L’attesa era giustificata non solo per gli ottimi presupposti di “Pang”, ma soprattutto per la serie più o meno irripetibile di hit che a partire dall’estate del 2021 ci hanno traghettato verso l’uscita del disco, con lunghe sessioni di registrazioni con l’amico Danny L Harle (che compare anche in copertina) e Sega Bodega, tra Londra e Barcelona con in mezzo un tour insieme a Oklou e un altro in supporto di Dua Lipa: le irresistibili “Bunny Is a Rider” e “Billions” che come rilevanza suona già come la “Oblivion” di Grimes degli Anni Venti, le più piacione “Sunset” e “Blood and Butter” dove una chitarra tra western e flamenco e una cornamusa post-Enya la portano su scenari imprevisti senza snaturalrla. Come ha dimostrato nel più congeniale singolo “Welcome To My Island” che apre il disco in pieno stile Polachek, il suo segreto è stato quello ovvero di dare un’evoluzione contemporanea al mondo synth-pop grazie a un’ispirazione, un gusto pop ormai quasi del tutto maturato e una propensione alle contaminazioni.
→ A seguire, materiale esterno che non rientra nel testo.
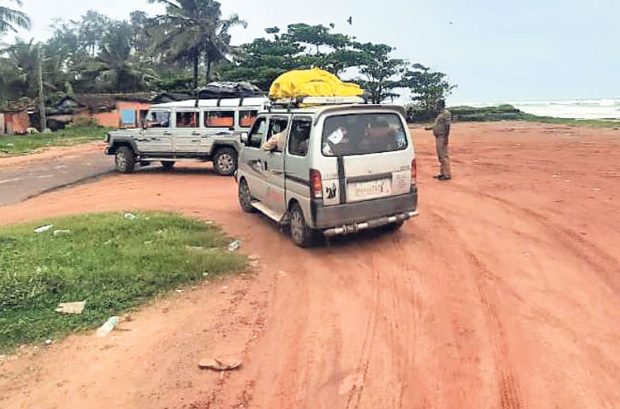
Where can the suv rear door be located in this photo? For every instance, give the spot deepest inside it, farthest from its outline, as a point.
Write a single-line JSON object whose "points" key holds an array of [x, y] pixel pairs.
{"points": [[157, 138], [187, 132]]}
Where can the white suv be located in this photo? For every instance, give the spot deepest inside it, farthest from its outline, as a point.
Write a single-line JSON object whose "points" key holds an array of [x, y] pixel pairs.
{"points": [[339, 169], [187, 131]]}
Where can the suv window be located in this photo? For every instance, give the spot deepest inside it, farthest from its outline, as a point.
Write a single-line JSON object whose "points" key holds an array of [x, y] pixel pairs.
{"points": [[247, 118], [300, 137], [277, 128], [255, 136], [187, 119], [360, 134], [158, 119], [220, 119]]}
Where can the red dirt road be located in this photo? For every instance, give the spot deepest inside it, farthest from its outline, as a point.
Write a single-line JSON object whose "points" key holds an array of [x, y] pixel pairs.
{"points": [[504, 293]]}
Di recente Polachek ha collaborato a vario titolo con Hyd, Charli XCX, Oneohtrix Point Never, Christine and the Queens e già dieci anni fa aveva lavorato con Blood Orange, Travis Scott e addirittura Beyoncé, ormai dieci anni fa, da co-autrice e co-producer di “No Angel”, traccia del disco omonimo della regina dell’R&B.
Quella di Caroline Polachek, da una storia cosmopolita i cui riflessi sono anche oggi abbastanza evidenti, poteva diventare una storia comune a quella di decine di meteore indipendenti di un decennio fa o poco più che da una costa all’altra degli Stati Uniti si palleggiavano l’hype e la reputazione di next big thing. Da una parte Los Angeles con quella patina un po’ lo-fi e i colori molto Netflix prima di Netflix, dall’altra Brooklyn con quella patina più avant. Due facce della stessa medaglia in un universo molto traversale di sonorità e generi. I suoi Chairlift, come altri omologhi, erano non immediatamente identificabili geograficamente. Lei è nata, come pochissimi suoi colleghi, a Manhattan ma cresciuta in New England, prima del trasferimento della famiglia in Giappone. Il duo che l’ha resa famosa insieme al partner di allora, Aaron Pfenning, è nato tecnicamente nel West (Colorado), ma si è fatto strada sulla costa opposta quando i due si sono trasferiti nel cuore della scena del tempo (Williamsburg) per mettersi in mostra con “Does You Inspire You”, “Something” e “Moth” prima di separarsi. Lei è saputa andare oltre, per fortuna, con i progetti interlocutori Ramona Lisa e CEP, prima di tornare a essere Caroline Polachek (e sarà in Italia per la prima volta da solista per l’edizione 2023 di C2C).
Il suo mai sopito retaggio artsy del resto è vivo e vegeto e si sente, quando da un minuto all’altro si passa agilmente da momenti Cocteau Twins a momenti in cui la sua voce abbraccia senza calcare la mano suggestioni tra PC Music, future R&B e affini a PinkPantheress in “Fly To You”, traccia dove accoglie due voci di generazioni molto diverse, Dido e Grimes, e che però si adeguano molto all’equilibrio musicale di “Desire, I Want To Turn Into You”.
Il resto lo fa la sua voce limpida, tersa, abbagliante che è un dono anche per chi ascolta e che messa al servizio di questo pop non poteva che regalarci dopo nemmeno due mesi uno dei dischi più importanti del 2023.